公開日: 11/25/2021

起動ウィンドウのオプション

管理図の種類

[I-MR管理図](個々の測定値と移動範囲の管理図)、[XBar-R管理図]、[XBar-S管理図]、[XBar-MR-R管理図]、[XBar-MR-S管理図]の5つの中から1つを選択します。[XBar-MR-R管理図]管理図と[XBar-MR-S管理図]管理図は、「三元管理図」と呼ばれます。統計的詳細については、『品質と工程』の管理図ビルダーの統計的詳細を参照してください。

メモ: 三元管理図は、サブグループの標本サイズが2以上のときにのみ利用可能です。三元管理図が選択され、各サブグループの標本サイズが1のとき、エラーメッセージが表示されます。

メモ: サブグループの標本サイズが1の場合は、図が自動的にI-MR管理図に切り替わります。

サブグループの標本サイズ

各サブグループの標本サイズを指定します。2以上の値を使用してください。デフォルトでは5に設定されています。「サブグループの標本サイズ」は、管理図の種類が[I-MR管理図]である場合、またはサブグループ変数を指定した場合には無視されます。

Kシグマ(kxσ)

シグマ乗数を指定します。ここで指定した値にシグマを掛け、管理図の作成に使用します。デフォルトのKシグマは3です。

限界のテーブルを使用

管理限界と仕様限界の情報をデータテーブルから読み込みます。このオプションを選択して起動ウィンドウの[OK]をクリックすると、「限界のテーブルを選択」ウィンドウが開きます。限界のテーブルを選択して[OK]をクリックすると、「限界の指定」ウィンドウが表示されます。
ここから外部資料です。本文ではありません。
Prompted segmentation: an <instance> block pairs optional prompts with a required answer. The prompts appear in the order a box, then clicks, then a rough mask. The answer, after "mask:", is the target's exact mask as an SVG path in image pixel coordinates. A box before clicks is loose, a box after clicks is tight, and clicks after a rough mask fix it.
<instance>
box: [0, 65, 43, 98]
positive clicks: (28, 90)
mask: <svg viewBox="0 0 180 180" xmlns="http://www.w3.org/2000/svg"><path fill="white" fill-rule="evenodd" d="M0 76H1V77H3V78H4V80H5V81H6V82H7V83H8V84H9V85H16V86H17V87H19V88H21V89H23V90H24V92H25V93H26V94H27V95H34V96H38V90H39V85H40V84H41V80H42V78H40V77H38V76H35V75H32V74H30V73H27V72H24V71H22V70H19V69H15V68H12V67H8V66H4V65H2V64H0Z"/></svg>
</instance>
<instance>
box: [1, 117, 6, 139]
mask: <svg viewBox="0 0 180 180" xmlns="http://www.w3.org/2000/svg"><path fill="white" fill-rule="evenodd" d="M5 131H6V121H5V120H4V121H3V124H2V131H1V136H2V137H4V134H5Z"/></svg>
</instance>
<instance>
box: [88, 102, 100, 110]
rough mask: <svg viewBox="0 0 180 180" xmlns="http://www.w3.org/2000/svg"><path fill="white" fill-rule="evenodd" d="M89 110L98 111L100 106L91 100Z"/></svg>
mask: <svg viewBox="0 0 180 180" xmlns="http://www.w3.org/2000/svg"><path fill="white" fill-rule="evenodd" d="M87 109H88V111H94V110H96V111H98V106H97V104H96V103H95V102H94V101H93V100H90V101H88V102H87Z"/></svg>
そこで、限界を含むデータテーブルの列に適切な役割を割り当て、[OK]をクリックしてください。限界のテーブルを参照してください。

メモ: このオプションを選択しない場合は、それぞれの限界値は工程変数の[管理限界]列プロパティおよび[仕様限界]の列プロパティから取得されます。このオプションを使用しない場合で、かつ[工程変数]に管理限界の列プロパティがない場合は、データから管理限界が計算されます。

平均ではなく中央値を使用

このオプションを選択すると、中央線の推定に中央値が使用されます。また、モンテカルロシミュレーションによって得られた係数に基づいて、範囲の中央値や標準偏差の中央値からシグマが推定されます。「工程のスクリーニング」プラットフォームの統計的詳細に、その係数の表を記載しています。その計算方法は、選択した管理図の種類によって異なります。

[XBar-R管理図]および[I-MR管理図]では、範囲の中央値からシグマが推定されます。

[XBar-S管理図]では、標準偏差の中央値からシグマが計算されます。

なお、サブグループの標本サイズが等しくない場合には、標本サイズに対応する係数を見るのに、サブグループにおける標本サイズの平均を丸めた整数が使われます。

1つまたは複数の外れ値がある場合、平均値を中央線に用いると、多数のサブグループが管理外と判断されてしまうかもしれません。その問題は、中央値を中央線に使うことで回避できるかもしれません。

メモ: なお、[平均ではなく中央値を使用]を選択した場合、[選択した項目の管理図]の赤い三角ボタンのメニューまたは[選択した項目の工程能力分析]の赤い三角ボタンで得られた結果は、「工程のスクリーニング」の結果と一致しません。

詳細オプション

次のオプションがあります。

シフトの閾値

「シフトグラフ」の感度を決める係数を指定します。デフォルトでは3に設定されています。「シフトグラフ」には、外れ値は除外した後、「シフトの閾値」に群内シグマを掛けたものを超えるシフトの発生時点がすべてプロットされます。シフトグラフを参照してください。

外れ値の閾値

シフト検出と「シフトグラフ」において外れ値とみなすもの決めるときに用いる係数を指定します。「外れ値の閾値」は、デフォルトで5に設定されています。「外れ値の閾値」に群内シグマを掛けたものよりも両隣の測定値が離れている場合、該当の測定値を、最も近い測定値から1群内シグマだけ離れた値に置き換えます。シフトの大きさと位置を参照してください。

シフトのラムダ

「シフトグラフ」で使用する指数加重移動平均(EWMA; Exponentially Weighted Moving Average)の重みを変更できます。シフトの大きさと位置を参照してください。

ドリフトのベータ

ドリフト検出のための指数加重移動平均(EWMA)で使用される重み。「ドリフトのベータ」は、デフォルトで0.05に設定されています。

工程の最小長さ

測定値の個数がここで指定した値以上の工程だけが分析されます。デフォルトでは、この値は3に設定されています。